The code is pretty much self-explanatory. At the beginning of the contract, we define a dynamic and a fixed-size storage array of type uint.

Assigning data to our state variables:

Then, we assign some data to our state variables. Careful, we cannot use the push and pop functions on a fixed-size array (arr2).

Using the “delete” keyword, allows us to delete all elements from our array. However, after deleting all elements, we can no longer assign a value to a specific array position. We need to use the push function to add a new element to our now empty dynamic array.

Using fixed-size memory arrays:

We define a fixed-size memory array of 3 elements. The provided values are all of type uint8, so, if we want to use uint as the type of our array, we need to convert at least one of the array elements to uint. To assign values to the array, we can either use literals (first example) or provide values for specific array indices. (second example).

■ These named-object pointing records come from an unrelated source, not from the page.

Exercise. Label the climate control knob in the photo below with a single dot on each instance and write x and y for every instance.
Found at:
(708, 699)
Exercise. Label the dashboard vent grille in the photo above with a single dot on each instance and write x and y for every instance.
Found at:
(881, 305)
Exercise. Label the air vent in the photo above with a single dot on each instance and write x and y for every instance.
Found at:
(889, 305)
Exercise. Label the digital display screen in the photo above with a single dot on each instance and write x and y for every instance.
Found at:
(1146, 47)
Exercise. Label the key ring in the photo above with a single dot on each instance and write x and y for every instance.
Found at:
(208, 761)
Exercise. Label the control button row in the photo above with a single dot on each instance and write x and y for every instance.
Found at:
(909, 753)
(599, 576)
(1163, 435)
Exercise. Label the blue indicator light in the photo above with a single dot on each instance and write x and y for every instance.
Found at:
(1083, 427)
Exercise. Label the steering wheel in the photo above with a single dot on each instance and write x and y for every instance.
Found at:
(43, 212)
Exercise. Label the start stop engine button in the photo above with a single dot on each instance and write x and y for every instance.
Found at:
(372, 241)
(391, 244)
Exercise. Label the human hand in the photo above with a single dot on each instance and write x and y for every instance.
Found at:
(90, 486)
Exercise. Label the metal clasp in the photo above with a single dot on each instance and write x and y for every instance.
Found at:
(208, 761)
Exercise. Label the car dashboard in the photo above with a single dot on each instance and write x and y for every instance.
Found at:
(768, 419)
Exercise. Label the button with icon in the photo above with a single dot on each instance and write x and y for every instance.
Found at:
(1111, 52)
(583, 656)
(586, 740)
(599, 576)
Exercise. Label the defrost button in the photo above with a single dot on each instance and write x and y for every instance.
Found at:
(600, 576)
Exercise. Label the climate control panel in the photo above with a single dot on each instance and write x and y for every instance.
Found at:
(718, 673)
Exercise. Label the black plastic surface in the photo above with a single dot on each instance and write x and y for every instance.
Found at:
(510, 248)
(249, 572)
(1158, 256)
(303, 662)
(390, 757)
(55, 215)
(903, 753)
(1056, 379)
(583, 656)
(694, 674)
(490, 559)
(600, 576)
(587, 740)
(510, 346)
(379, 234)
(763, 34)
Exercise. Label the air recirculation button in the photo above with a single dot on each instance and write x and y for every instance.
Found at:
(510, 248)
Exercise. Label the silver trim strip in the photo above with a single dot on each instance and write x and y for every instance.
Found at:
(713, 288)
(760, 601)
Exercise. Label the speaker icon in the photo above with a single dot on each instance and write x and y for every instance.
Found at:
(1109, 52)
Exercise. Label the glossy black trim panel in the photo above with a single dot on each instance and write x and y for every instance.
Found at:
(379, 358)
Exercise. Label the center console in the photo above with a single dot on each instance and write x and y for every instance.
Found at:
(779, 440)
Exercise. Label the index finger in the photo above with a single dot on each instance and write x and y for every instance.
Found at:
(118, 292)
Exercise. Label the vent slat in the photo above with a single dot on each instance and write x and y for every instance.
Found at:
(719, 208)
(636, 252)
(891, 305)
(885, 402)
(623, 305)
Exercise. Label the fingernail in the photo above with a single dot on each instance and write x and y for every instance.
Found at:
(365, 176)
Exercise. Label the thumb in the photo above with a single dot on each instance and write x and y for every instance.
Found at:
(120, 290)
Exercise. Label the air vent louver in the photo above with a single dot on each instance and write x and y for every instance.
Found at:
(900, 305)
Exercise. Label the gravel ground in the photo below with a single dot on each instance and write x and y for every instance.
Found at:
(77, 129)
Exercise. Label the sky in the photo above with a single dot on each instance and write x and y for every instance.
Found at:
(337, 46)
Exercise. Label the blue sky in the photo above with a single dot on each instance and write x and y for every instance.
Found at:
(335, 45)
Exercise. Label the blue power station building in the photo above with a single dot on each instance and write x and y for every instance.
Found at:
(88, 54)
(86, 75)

We can also assign the fixed-size memory array to our dynamic storage array (state variable: arr1). However, the opposite is not possible, because the dynamic storage array (arr1) cannot be converted into a fixed-size array.

However, we can assign the dynamic storage array (arr1) to a dynamic memory array (arr5). But, careful, you can’t assign individual values to a newly defined dynamic memory array, you first have to assign an existing dynamic array to it.

We can also use the “new” keyword to create a memory array.

Dynamic memory arrays:

We already used dynamic memory arrays in the previous section, so, there is not really anything new here. Just be aware, that you can’t assign literals to a dynamic memory array, because the literals define a fixed-size memory array.

Storage arrays in a function:

As we already know, storage is pre-allocated during contract creation and cannot be created later on. So, when you create a storage array in a function you cannot directly assign values to it, you need to assign an already existing array to it.

For example, if you assign arr1 (our state variable) to arr9 (which is also of type storage), you can modify the values of arr1 by changing the values of arr9 => remember: assignments between 2 storage arrays create a reference!